On top, tow major factors are the concentration of the drug, and the speed of absorption. Tincture of dilute opium taken by mouth (eg. laudanum) was so slowly absorbed as to be almost non-addictive unless it was used as a euphoriant (like Coleridge and De Quincey).

When a concentrated and rapidly absorbed form such as intravenous (or more so inhaled) heroin is invented, it gives an instant and very high dose - which is much more addictive, due to the 'hit'.

Another example is smoking a pipe compared with cigarette - with a pipe the nicotine is slowly absorbed through the small surface area of the mouth; with cigarettes the nicotine is absorbed instantly by the massive surface area of the lungs. Hence tobacco addiction wasn't much of a problem until cigarettes were invented.

So, the drug is only one element - but of course it is a vital element. Nobody gets addicted to drugs that make you feel bad - like most antidepressants (a few are euphoriant) or antipsychotics.

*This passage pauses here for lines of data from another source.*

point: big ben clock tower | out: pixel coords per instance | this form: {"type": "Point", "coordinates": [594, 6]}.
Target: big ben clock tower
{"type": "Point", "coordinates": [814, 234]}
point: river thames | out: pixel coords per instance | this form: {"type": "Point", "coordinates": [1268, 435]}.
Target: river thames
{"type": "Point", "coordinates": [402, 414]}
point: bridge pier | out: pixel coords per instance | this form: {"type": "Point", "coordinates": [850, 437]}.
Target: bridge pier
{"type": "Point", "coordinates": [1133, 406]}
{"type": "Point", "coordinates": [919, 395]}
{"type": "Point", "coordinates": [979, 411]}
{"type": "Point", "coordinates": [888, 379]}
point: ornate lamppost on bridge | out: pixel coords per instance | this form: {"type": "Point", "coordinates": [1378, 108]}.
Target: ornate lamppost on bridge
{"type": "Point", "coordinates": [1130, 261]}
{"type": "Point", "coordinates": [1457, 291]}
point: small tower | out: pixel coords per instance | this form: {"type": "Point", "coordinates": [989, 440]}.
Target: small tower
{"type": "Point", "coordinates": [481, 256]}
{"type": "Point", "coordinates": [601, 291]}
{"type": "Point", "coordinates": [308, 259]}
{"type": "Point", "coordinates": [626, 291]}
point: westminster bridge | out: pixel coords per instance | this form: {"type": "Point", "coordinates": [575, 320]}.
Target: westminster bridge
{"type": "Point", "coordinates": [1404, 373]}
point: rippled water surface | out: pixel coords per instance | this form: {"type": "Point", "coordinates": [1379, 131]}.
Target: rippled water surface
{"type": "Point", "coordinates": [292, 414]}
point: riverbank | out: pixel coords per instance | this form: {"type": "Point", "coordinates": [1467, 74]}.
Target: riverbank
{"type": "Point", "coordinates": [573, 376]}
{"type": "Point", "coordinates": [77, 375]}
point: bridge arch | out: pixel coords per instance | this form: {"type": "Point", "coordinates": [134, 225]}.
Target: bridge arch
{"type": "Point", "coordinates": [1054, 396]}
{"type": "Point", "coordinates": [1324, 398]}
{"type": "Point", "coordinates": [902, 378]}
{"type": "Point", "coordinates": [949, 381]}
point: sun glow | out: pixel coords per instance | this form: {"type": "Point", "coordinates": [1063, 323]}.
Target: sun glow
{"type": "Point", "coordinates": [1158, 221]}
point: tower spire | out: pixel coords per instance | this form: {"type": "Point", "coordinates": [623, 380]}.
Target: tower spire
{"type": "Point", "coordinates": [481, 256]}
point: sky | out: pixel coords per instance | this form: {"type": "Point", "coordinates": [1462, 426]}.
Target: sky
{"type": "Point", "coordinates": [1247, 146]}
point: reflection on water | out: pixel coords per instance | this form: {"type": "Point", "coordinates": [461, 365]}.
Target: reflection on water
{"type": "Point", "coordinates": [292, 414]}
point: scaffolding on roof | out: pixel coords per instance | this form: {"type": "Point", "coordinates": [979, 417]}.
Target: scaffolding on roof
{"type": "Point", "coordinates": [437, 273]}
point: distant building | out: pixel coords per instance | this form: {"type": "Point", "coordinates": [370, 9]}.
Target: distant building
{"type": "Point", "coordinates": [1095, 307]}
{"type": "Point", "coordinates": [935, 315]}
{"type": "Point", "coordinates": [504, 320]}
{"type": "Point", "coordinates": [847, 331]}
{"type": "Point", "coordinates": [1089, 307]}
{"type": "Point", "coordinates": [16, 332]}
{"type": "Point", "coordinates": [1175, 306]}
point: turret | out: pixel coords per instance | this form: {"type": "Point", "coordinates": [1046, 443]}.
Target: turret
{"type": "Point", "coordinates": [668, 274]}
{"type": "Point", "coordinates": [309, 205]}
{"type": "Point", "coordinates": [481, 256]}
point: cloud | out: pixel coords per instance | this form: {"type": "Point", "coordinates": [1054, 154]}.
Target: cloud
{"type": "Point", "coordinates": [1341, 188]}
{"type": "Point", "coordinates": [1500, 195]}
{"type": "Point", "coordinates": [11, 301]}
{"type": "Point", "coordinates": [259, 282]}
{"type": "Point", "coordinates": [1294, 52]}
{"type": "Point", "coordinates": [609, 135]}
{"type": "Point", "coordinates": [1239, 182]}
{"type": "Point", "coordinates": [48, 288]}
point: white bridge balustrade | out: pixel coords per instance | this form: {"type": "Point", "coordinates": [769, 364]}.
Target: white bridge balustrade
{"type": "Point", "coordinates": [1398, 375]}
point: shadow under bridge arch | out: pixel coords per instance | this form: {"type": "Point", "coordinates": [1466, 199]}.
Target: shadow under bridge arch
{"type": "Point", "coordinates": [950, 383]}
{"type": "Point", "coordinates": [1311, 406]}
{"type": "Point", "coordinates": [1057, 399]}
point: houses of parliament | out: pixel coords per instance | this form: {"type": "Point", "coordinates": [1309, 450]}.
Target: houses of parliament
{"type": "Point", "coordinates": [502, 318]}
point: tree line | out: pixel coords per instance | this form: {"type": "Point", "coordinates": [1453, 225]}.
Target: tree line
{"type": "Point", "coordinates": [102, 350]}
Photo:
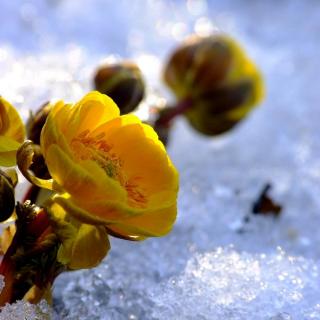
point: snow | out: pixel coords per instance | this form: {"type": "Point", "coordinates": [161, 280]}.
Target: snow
{"type": "Point", "coordinates": [49, 49]}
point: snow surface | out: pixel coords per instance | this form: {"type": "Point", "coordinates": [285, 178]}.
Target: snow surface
{"type": "Point", "coordinates": [49, 49]}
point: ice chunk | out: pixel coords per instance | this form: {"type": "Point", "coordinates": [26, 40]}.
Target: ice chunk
{"type": "Point", "coordinates": [225, 284]}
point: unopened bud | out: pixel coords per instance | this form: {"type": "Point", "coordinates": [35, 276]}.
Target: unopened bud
{"type": "Point", "coordinates": [7, 199]}
{"type": "Point", "coordinates": [123, 83]}
{"type": "Point", "coordinates": [215, 75]}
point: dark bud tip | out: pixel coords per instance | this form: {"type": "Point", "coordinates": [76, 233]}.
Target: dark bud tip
{"type": "Point", "coordinates": [122, 82]}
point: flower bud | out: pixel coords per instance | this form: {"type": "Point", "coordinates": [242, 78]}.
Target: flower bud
{"type": "Point", "coordinates": [7, 199]}
{"type": "Point", "coordinates": [214, 75]}
{"type": "Point", "coordinates": [123, 83]}
{"type": "Point", "coordinates": [36, 122]}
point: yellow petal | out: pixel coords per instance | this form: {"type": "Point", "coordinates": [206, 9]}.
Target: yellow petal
{"type": "Point", "coordinates": [78, 179]}
{"type": "Point", "coordinates": [85, 249]}
{"type": "Point", "coordinates": [153, 224]}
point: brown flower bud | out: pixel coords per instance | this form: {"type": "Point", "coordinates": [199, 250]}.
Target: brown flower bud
{"type": "Point", "coordinates": [215, 75]}
{"type": "Point", "coordinates": [36, 122]}
{"type": "Point", "coordinates": [123, 83]}
{"type": "Point", "coordinates": [7, 199]}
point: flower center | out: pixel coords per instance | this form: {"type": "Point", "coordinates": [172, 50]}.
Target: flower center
{"type": "Point", "coordinates": [88, 147]}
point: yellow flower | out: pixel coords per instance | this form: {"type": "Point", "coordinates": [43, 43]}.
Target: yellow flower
{"type": "Point", "coordinates": [12, 133]}
{"type": "Point", "coordinates": [109, 169]}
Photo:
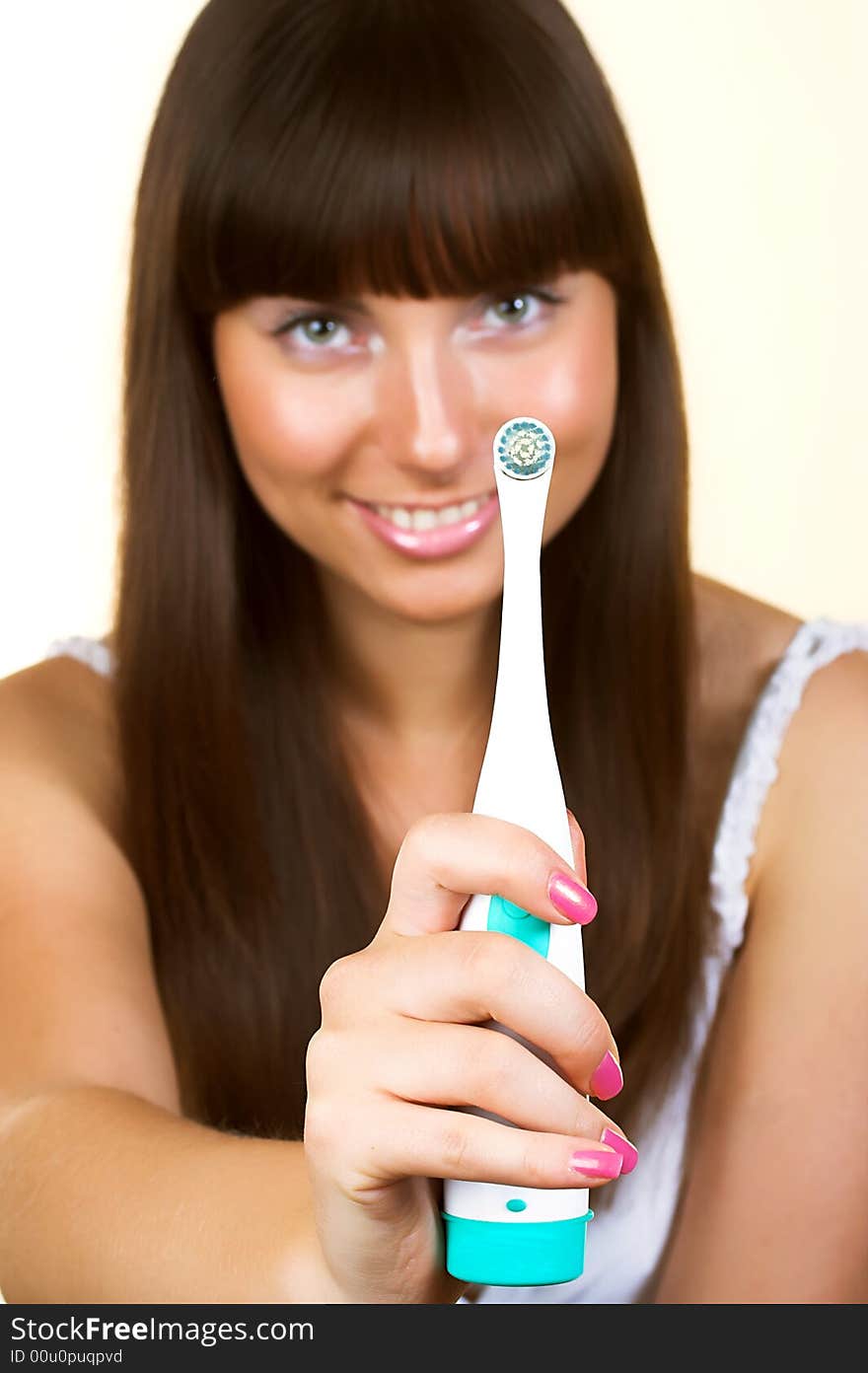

But such non-addictive drugs produce (often severe) 'negative dependence' by making people get ill when they stop taking them (eg stopping high dose chronic antipsychotics abruptly often causes a full blown, hospitalised psychosis - even if the person never had a psychosis before - this was known by the 1960s).

Negative dependence may be subjectively worse than addiction. eg. it would probably be preferable to be dependent on a euphoriant than a dysphoriant. In the 1980s people were addicted to Valium which made them feel good; in the 2000s many more people are negatively dependent on antidepressants that make them feel bad (demotivated, intermittently suicideal, emotionally blunted...).

dearieme said...

Thanks, BC.

Lucinda said...

This distinction between addiction and negative dependence seems analogous to Luciferic and Ahrimanic evil.

Bruce Charlton said...

@L - I think you are right. The Ahrimanic negative dependence is less 'obviously' and positively evil than Luciferic addiction; but in the end the Ahrimanic leaves a person with no satisfaction in life at all - just despair, nihilism and self-hatred.

Addicition is diminishing pleasure for escalating harm; with negative dependence there never was any pleasure, just more and more harm.